Cincy heroin dealer pleads guilty to trying to hire a hitman to - Cincinnati News, Weather, Sports from FOX19 NOW-WXIX

Cincy heroin dealer pleads guilty to trying to hire a hitman to silence witness

Phillip Watkins (Provided) Phillip Watkins (Provided)

Last summer Phillip Watkins, 32, was indicted with trafficking heroin laced with fentanyl and carfentanil, a substance 10,000 times more powerful than morphine. Now he has plead guilty to trying to recruit a hitman to kill potential witnesses that may testify against him. 

A federal indictment says Watkins knowingly tried to hire a hitman between October 7 and December 16 in Ohio to murder an informant that is set to provide testimony in Watkin’s heroin case.

Watkins’ case is the first federal trafficking carfentanil case in the country., according to acting U.S. Attorney Benjamin Glass.

Hamilton County Heroin Task Force members arrested Watkins September last year. Watkins faces seven-count indictment on alleged drug offenses. Authorities say he sold heroin from his Carthage residence in August. The drugs resulted in serious physical harm including non-fatal overdoses to users.

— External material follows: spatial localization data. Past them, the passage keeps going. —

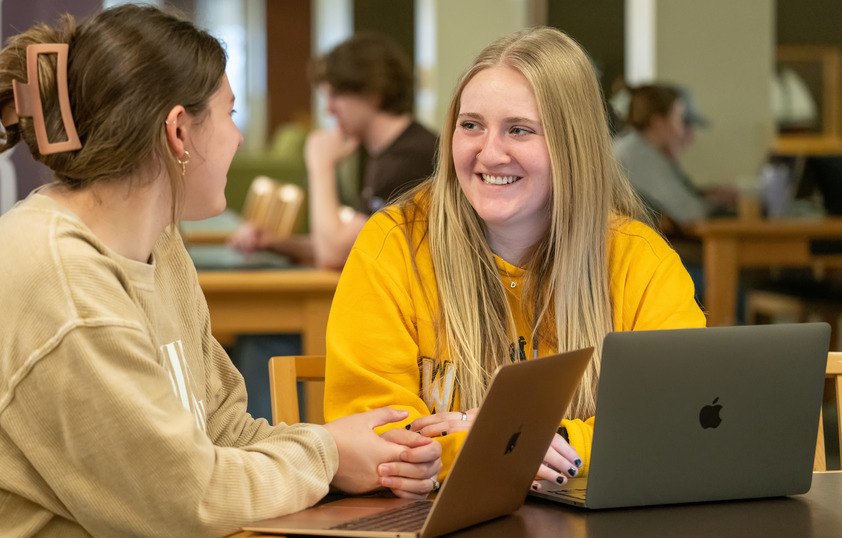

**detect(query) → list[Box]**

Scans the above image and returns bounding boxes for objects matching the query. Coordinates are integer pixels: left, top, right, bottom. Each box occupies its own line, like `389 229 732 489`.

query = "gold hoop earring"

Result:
177 150 190 177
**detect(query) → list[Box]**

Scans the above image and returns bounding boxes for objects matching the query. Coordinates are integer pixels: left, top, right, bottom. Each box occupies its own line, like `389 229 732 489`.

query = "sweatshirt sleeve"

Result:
2 325 338 538
561 417 596 477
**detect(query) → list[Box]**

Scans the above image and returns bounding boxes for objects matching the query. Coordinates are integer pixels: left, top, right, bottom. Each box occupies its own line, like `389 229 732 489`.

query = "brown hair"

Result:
309 31 414 115
626 84 681 131
0 4 226 218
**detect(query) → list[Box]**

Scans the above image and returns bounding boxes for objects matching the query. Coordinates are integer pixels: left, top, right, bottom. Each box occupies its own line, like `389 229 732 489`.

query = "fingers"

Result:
379 428 441 467
407 409 476 438
399 437 442 463
380 477 435 499
377 429 443 499
364 407 410 429
378 460 443 499
535 434 582 485
548 433 582 468
381 427 435 448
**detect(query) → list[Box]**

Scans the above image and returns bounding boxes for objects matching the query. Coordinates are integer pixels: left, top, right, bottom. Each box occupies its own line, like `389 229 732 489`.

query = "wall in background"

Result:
546 0 625 99
777 0 842 48
416 0 537 131
626 0 775 189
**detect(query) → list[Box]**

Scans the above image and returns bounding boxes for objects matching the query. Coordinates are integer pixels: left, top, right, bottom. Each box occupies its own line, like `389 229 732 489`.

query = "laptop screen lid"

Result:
421 346 593 537
243 346 593 537
583 323 829 509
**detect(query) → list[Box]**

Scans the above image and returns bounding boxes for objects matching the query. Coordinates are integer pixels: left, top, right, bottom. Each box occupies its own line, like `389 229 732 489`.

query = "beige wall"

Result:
416 0 535 130
629 0 776 188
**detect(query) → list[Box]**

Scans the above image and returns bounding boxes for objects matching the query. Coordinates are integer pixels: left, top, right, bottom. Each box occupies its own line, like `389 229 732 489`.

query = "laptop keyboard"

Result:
330 500 433 532
547 486 587 501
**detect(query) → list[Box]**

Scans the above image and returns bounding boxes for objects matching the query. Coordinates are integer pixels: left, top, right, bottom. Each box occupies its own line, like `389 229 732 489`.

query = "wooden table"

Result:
198 269 340 355
690 218 842 326
231 471 842 537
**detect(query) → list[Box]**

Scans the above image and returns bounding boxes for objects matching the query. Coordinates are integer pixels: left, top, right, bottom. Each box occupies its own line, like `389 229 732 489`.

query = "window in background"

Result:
195 0 249 135
312 0 353 130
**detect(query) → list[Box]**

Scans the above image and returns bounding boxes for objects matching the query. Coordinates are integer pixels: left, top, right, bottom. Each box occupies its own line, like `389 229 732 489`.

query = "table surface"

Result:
231 471 842 538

Cincinnati saw a dramatic uptick in overdoses and deaths when synthetic opioids hit the streets. According to city data, first responders are called to an about 100 overdose incidents a month. In September last year, there were over 450 overdoses and at least eight deaths after a of heroin was laced with carfentanil and fentanyl. The synthetics are so potent, it is dangerous for law enforcement to handle any drug materials they may seize in an overdose call. 

The rate of fatal overdoses in the United States has nearly tripled since 1999, according to a report by the Centers for Disease Control and Prevention released Friday. One in four drug overdoses in 2015 were related to heroin. In 1999, just 6 percent of all overdoses in the country were opioid related. 

Ohio and Kentucky are among the four states with the highest drug overdose rate. In 2015, the states with the statistically higher than national rate of drug overdoses were West Virginia (41.5 per 100,000 people), New Hampshire (34.3), Kentucky (29.9) and Ohio (29.9).